Stanching inflation will not be easy. Experts here say they struggle just to collect the data necessary to diagnose the problem, while Iraq largely lacks the usual mechanisms for controlling prices.
The Central Bank of Iraq is only three years old. Though the International Monetary Fund reports that officials have raised interest rates — and accelerated efforts to create a functioning market economy — its most recent study in July also concluded that “the banking system is largely inert.” As a result, the report said, the effectiveness of such measures would be “very limited.”
“Increasing the interest rate for business loans and mortgages — if people aren’t taking out those loans, how much of an effect can you have?” said Edward W. Kloth, an economic adviser at the American Embassy here. “The tools that are available are very limited in this kind of a situation.”

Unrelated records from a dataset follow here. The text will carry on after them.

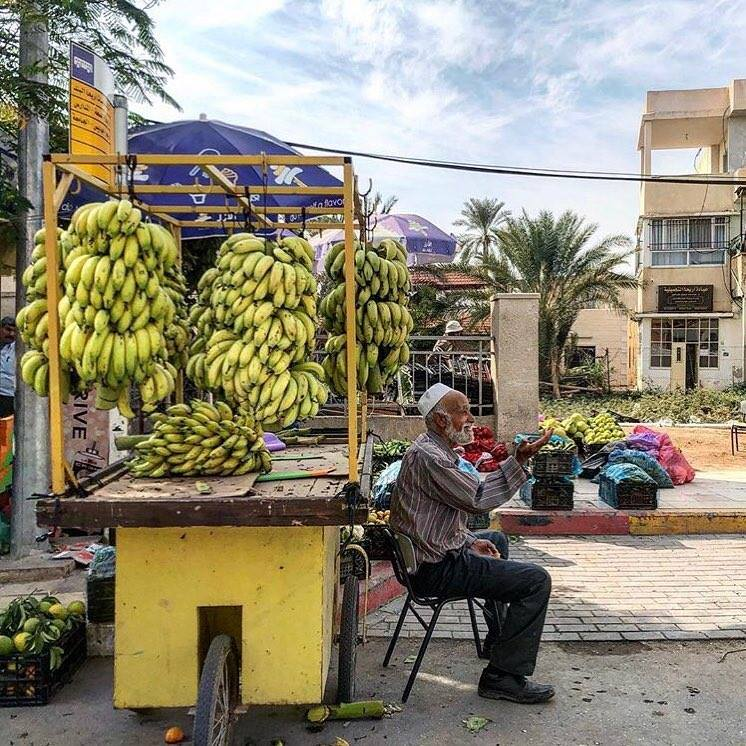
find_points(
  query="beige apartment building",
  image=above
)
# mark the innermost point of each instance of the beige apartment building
(688, 326)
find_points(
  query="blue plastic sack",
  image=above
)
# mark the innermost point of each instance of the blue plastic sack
(468, 468)
(627, 473)
(384, 486)
(645, 461)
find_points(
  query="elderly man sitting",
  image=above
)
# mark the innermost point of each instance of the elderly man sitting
(430, 505)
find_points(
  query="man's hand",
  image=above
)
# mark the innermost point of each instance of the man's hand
(484, 547)
(526, 450)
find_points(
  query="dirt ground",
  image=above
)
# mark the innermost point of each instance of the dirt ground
(708, 449)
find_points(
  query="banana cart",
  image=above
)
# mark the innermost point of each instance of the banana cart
(225, 598)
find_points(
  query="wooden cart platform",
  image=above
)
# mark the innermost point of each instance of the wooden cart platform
(120, 501)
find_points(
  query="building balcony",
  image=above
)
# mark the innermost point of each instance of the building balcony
(670, 200)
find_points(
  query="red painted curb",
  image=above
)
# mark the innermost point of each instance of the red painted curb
(563, 522)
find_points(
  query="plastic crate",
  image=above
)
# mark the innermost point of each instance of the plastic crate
(351, 562)
(628, 495)
(100, 600)
(553, 463)
(478, 522)
(26, 680)
(549, 494)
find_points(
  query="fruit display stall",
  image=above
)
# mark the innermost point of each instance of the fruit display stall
(233, 575)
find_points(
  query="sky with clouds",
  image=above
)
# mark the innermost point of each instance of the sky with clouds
(553, 84)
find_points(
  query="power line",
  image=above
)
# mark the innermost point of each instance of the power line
(519, 171)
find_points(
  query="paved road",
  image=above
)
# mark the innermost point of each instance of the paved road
(623, 588)
(609, 694)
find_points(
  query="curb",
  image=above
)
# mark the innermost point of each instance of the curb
(619, 522)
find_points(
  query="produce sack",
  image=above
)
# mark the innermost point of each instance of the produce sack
(626, 473)
(669, 457)
(103, 564)
(384, 486)
(643, 439)
(673, 461)
(645, 461)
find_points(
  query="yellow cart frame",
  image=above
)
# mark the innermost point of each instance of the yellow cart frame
(59, 170)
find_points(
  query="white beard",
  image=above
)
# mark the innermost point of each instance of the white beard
(461, 437)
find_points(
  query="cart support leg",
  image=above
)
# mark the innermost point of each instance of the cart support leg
(56, 447)
(349, 216)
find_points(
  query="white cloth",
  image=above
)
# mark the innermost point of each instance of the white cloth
(432, 396)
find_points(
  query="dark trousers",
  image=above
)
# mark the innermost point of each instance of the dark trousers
(525, 587)
(7, 406)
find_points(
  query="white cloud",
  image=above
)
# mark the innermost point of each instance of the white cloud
(525, 82)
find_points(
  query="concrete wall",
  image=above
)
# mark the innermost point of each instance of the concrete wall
(515, 364)
(731, 363)
(605, 329)
(669, 200)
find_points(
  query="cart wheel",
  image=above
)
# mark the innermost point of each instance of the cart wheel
(348, 641)
(218, 694)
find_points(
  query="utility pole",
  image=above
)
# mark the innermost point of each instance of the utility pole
(31, 428)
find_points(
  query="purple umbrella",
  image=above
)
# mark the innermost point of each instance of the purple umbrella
(424, 241)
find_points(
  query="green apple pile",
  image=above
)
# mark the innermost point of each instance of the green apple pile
(603, 428)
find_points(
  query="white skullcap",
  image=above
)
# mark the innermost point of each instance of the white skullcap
(432, 396)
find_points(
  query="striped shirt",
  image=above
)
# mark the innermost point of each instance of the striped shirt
(433, 497)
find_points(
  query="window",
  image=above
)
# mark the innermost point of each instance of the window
(705, 333)
(582, 355)
(687, 241)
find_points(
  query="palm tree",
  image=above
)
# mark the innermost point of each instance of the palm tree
(554, 257)
(480, 219)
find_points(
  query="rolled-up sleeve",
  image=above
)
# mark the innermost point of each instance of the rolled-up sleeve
(499, 486)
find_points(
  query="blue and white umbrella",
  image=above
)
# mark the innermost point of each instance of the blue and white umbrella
(211, 137)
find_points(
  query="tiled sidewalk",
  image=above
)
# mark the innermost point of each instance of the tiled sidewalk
(622, 588)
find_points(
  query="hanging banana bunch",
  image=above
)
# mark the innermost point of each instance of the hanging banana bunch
(118, 303)
(383, 320)
(32, 320)
(256, 321)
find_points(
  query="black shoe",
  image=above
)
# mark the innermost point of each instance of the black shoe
(513, 688)
(487, 647)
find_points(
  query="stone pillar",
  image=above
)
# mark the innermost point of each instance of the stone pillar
(515, 363)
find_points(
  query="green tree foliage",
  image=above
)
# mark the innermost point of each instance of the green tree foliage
(480, 220)
(556, 258)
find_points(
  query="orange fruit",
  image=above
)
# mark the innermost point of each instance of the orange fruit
(174, 735)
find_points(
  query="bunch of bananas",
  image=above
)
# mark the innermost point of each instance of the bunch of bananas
(201, 439)
(33, 321)
(177, 333)
(117, 304)
(256, 321)
(383, 320)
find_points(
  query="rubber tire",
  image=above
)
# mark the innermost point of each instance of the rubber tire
(222, 652)
(348, 641)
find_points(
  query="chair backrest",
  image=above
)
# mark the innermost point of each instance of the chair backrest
(399, 561)
(406, 547)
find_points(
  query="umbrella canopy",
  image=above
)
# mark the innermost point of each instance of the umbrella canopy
(212, 137)
(424, 241)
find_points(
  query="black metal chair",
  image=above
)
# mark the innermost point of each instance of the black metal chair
(402, 559)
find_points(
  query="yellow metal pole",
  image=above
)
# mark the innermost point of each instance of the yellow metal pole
(349, 186)
(179, 393)
(56, 444)
(363, 417)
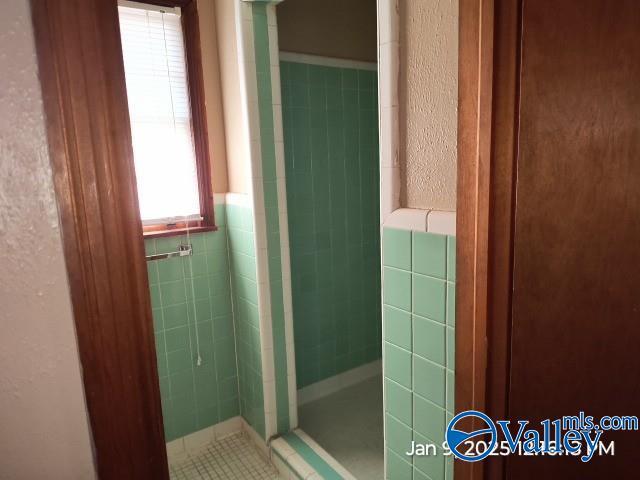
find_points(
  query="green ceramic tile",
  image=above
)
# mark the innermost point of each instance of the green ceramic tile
(179, 361)
(177, 338)
(429, 380)
(175, 315)
(397, 325)
(451, 348)
(451, 304)
(431, 465)
(428, 419)
(398, 402)
(429, 255)
(397, 467)
(397, 435)
(172, 292)
(396, 246)
(397, 288)
(418, 475)
(324, 189)
(429, 339)
(448, 467)
(451, 259)
(450, 391)
(397, 365)
(429, 297)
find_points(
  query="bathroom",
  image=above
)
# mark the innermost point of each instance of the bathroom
(265, 155)
(289, 239)
(271, 323)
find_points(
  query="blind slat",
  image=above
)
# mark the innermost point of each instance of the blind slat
(160, 112)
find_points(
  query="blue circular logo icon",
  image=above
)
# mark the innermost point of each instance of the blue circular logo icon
(465, 445)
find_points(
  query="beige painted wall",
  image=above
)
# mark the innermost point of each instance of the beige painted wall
(213, 96)
(233, 99)
(428, 103)
(331, 28)
(43, 421)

Ali al-Dabagh, a spokesman for Prime Minister Maliki, said in an interview that “the government is working hard to find solutions.” He blamed terrorists for undermining Iraq’s elected leaders, but he acknowledged that the country “needs an administrative revolution.”
For the families trying to survive, time sometimes seems to be running out. Fathi Khalid, 43, a vegetable seller with a mostly empty stall, said obstacles seemed to multiply by the day. Sometimes roads are blocked so harvests never arrive. Sometimes he cannot afford to pay the right bribes. And week after week, his customers purchase less and less.
“Most people buy half what they used to,” he said. “The vegetables sit here and rot.”